The 2016-17 Octagon also won a CSPA Silver Crown in the hybrid (newspapers with print and online editions) category. Crown awards, decided by a panel of judges, are “the highest recognition given by the CSPA to a student print or digital medium for overall excellence,” according to the CSPA website.
Among the Gold Circle winners were former staffers print editor-in-chief Marigot Fackenthal, ’17, and page editor and blogger Nicole Wolkov, ’17, current print editor-in-chief senior Annya Dahmani and current online editor-in-chief junior Chardonnay Needler.
Octagon adviser Patricia Fels said that the Octagon has won many Gold Circle awards over the years.
According to her, they’re hard to win because there are only six awards in each category: First, Second and Third Place and three Certificates of Merit (honorable mention).
In addition, CSPA member newspapers can submit multiple entries in each category; the Octagon submitted 60 entries.
Fackenthal won a Certificate of Merit (CM) award in Editorial writing for an editorial headlined, “Don’t Allow Students Access to Online Grades.”
In the editorial, Fackenthal argued that all of a student’s grades on CavNet should not be released to their parents.
“Parents forcing their way into their child’s life is something I dealt with because I had parents that helicoptered,” Fackenthal (now a freshman at Cornell University in Ithaca, New York) said.
“It leads to an unhealthy mindset for parents that focus on every one of the kid’s grades and creates an unhealthy mindset for the kid who’s being helicoptered.”
Fackenthal said she was surprised she had won, as she said she thought there were better editorials last year, such as the one about the International students, which was chosen as one of the 10 best editorials in the nation by the National Scholastic Press Association. The only reason she could think of was that the subject was a modern issue.
Whereas parents were the focus of Fackenthal’s editorial, college admissions were the topic of Wolkov’s Third Place blog in general or humor commentary, “Nicole’s Ponderings: Need Answers for College Questions? Try These!”
This piece was full of common questions seniors are asked on college applications with satirical answers.

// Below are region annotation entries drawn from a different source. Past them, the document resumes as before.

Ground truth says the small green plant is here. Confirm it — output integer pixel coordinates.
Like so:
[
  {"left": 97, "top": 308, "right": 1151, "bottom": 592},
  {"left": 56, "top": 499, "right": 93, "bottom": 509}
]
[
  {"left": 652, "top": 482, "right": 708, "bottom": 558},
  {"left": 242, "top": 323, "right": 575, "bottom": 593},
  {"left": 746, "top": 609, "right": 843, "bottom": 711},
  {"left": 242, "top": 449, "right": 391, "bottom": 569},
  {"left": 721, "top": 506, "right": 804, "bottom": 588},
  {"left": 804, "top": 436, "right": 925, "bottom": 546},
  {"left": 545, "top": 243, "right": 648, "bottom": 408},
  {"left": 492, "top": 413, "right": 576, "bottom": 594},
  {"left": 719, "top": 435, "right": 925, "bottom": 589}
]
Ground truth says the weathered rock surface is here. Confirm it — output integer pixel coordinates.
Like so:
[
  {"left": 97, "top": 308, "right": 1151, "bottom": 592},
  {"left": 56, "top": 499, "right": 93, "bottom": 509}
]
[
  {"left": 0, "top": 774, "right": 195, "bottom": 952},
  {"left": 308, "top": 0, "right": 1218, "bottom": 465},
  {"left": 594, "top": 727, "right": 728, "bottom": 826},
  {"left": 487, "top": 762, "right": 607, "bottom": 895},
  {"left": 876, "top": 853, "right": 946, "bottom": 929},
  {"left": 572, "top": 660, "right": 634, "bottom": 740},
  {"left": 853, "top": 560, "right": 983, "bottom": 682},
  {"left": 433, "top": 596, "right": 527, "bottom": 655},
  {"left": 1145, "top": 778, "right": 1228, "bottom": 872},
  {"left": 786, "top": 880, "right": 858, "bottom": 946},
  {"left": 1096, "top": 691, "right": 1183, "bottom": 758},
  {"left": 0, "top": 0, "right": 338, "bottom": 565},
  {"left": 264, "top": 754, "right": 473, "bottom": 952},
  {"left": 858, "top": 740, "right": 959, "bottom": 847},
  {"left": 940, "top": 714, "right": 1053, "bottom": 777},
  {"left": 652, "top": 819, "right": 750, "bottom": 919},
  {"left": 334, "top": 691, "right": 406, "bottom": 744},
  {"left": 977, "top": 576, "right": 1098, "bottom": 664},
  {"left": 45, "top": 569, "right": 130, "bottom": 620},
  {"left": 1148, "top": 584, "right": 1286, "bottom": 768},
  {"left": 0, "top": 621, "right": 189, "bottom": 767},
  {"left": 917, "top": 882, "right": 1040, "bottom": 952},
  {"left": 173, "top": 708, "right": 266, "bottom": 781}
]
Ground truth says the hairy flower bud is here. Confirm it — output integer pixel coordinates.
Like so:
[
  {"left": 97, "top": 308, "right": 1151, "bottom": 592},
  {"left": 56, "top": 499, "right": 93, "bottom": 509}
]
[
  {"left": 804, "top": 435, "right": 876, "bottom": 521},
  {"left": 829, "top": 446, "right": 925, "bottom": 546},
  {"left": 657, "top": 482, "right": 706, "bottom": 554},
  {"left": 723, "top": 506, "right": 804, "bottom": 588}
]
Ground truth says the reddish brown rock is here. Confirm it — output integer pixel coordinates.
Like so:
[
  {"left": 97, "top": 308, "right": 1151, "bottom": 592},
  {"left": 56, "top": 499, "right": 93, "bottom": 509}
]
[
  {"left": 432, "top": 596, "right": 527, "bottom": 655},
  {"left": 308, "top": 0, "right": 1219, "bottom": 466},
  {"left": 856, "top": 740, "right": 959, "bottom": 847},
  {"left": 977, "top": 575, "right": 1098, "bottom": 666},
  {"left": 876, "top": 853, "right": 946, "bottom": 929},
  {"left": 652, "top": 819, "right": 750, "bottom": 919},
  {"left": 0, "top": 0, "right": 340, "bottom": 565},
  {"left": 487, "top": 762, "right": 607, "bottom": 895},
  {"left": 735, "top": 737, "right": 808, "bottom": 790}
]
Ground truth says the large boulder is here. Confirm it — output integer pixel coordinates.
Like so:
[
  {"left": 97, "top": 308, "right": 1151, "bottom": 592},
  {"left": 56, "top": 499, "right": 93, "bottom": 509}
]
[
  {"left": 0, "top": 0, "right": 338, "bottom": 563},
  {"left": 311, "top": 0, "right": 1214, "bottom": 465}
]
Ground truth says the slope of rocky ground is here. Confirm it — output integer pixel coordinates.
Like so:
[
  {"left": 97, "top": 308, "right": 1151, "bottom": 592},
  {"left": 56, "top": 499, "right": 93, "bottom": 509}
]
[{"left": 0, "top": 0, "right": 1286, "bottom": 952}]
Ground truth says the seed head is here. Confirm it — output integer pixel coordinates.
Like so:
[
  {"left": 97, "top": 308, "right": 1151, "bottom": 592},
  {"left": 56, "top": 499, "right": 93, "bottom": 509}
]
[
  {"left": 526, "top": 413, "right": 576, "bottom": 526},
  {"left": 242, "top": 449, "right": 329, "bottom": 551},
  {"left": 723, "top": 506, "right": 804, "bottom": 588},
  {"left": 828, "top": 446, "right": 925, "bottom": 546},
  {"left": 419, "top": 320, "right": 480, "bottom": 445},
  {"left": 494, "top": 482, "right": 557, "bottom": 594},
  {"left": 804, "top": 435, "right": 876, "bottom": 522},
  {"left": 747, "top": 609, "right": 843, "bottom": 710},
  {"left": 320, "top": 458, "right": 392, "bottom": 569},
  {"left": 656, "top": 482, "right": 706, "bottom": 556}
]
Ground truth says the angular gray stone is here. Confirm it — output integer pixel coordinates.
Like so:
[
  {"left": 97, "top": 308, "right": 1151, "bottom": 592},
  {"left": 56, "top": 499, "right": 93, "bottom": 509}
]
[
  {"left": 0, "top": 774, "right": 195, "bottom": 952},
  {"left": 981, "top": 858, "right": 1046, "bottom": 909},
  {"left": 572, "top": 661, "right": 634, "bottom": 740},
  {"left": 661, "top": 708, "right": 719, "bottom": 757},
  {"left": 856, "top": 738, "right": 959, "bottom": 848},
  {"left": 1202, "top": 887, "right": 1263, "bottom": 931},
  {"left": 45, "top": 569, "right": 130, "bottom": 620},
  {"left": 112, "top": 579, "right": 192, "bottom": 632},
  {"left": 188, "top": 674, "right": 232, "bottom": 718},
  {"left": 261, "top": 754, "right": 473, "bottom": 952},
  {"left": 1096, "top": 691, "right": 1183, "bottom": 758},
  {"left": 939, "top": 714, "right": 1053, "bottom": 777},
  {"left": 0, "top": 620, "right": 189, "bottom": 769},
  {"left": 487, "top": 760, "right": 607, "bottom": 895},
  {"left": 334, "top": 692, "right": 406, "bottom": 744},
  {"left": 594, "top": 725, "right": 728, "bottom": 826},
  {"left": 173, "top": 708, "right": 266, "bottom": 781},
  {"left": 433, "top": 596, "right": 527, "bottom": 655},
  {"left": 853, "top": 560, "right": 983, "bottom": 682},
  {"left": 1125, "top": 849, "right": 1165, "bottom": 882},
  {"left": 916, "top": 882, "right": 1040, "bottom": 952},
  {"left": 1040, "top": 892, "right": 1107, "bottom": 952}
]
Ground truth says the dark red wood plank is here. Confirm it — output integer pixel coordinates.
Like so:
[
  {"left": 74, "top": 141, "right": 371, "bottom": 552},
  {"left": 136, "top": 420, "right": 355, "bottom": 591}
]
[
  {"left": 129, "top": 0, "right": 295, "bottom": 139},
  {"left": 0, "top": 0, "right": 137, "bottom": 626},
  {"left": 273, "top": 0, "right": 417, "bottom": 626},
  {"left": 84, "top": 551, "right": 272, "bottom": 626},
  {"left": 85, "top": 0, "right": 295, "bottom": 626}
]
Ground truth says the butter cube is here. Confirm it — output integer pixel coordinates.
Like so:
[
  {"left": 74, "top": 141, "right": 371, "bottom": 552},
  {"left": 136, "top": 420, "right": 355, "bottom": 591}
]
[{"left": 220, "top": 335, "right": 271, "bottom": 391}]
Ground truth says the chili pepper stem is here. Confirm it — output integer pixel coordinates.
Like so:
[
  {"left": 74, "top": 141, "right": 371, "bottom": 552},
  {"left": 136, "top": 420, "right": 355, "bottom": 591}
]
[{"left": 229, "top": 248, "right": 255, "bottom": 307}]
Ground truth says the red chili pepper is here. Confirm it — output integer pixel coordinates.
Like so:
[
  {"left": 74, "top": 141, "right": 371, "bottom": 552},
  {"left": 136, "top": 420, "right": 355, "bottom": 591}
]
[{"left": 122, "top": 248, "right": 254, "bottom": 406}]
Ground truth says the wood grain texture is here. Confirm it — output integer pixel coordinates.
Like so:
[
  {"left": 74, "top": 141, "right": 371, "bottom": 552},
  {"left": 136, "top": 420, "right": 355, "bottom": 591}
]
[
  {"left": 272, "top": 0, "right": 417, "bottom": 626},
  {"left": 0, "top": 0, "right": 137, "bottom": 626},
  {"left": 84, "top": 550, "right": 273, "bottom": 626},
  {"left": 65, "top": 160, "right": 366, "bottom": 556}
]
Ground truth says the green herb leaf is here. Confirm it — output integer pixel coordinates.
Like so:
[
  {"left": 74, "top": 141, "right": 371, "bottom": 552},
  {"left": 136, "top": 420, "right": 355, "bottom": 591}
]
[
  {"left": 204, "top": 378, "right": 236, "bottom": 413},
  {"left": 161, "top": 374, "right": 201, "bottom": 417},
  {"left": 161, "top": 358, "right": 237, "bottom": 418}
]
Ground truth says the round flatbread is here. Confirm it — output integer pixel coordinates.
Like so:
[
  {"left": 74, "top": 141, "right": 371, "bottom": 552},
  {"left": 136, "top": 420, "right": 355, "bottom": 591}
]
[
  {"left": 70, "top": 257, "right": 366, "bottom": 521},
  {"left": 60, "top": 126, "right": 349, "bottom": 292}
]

One joke was that the University of Somalia was Wolkov’s dream pick because, “I want a thrilling college experience living on the edge in a lawless state of anarchy.”
Wolkov (now a freshman at George Washington University in Washington, D.C.) said she liked seeing that other people found her funny.
“I don’t normally expect other people to find what I find funny, so it’s great when they do,” Wolkov said.
She said that many seniors are tired of the same questions on college applications, so most of them have prepared answers. She said she thought it’d be funny to write what all seniors wished they could say.
Dahmani wrote her CM-winning feature story on male ballerinas.
According to Dahmani, the story was rewritten about three times because she couldn’t find an interesting angle.
“At first, the angle was solely about (then-freshman) Jackson (Margolis) and what it’s like to be a male ballerina,” Dahmani said. “But then after turning in the story, it seemed that it would be better if it was more about the stigma of being a male ballerina and the difference between male ballet and female ballet.”
Another CM winner was Needler in the general or humor category with her My Angle headlined “Illegal PSAT Memes Provide Hilarious Entertainment for Teens Across the Country.”
She said she wrote it simply out of a “love of memes.”
“(PSAT memes were) something I found interesting because I’d never taken a standardized test before,” Needler said.
“When I got home, I found all these memes on the internet about a test we weren’t supposed to talk about. Were these illegal memes?”
The memes (or jokes) on the internet are technically illegal because students sign a form pledging not to discuss test questions or content before taking the PSAT.
Unlike Dahmani, who wrote her story in multiple drafts, Needler and Wolkov both said they wrote theirs relatively quickly.
Needler said that her winning proved “the judges appreciate good memes.”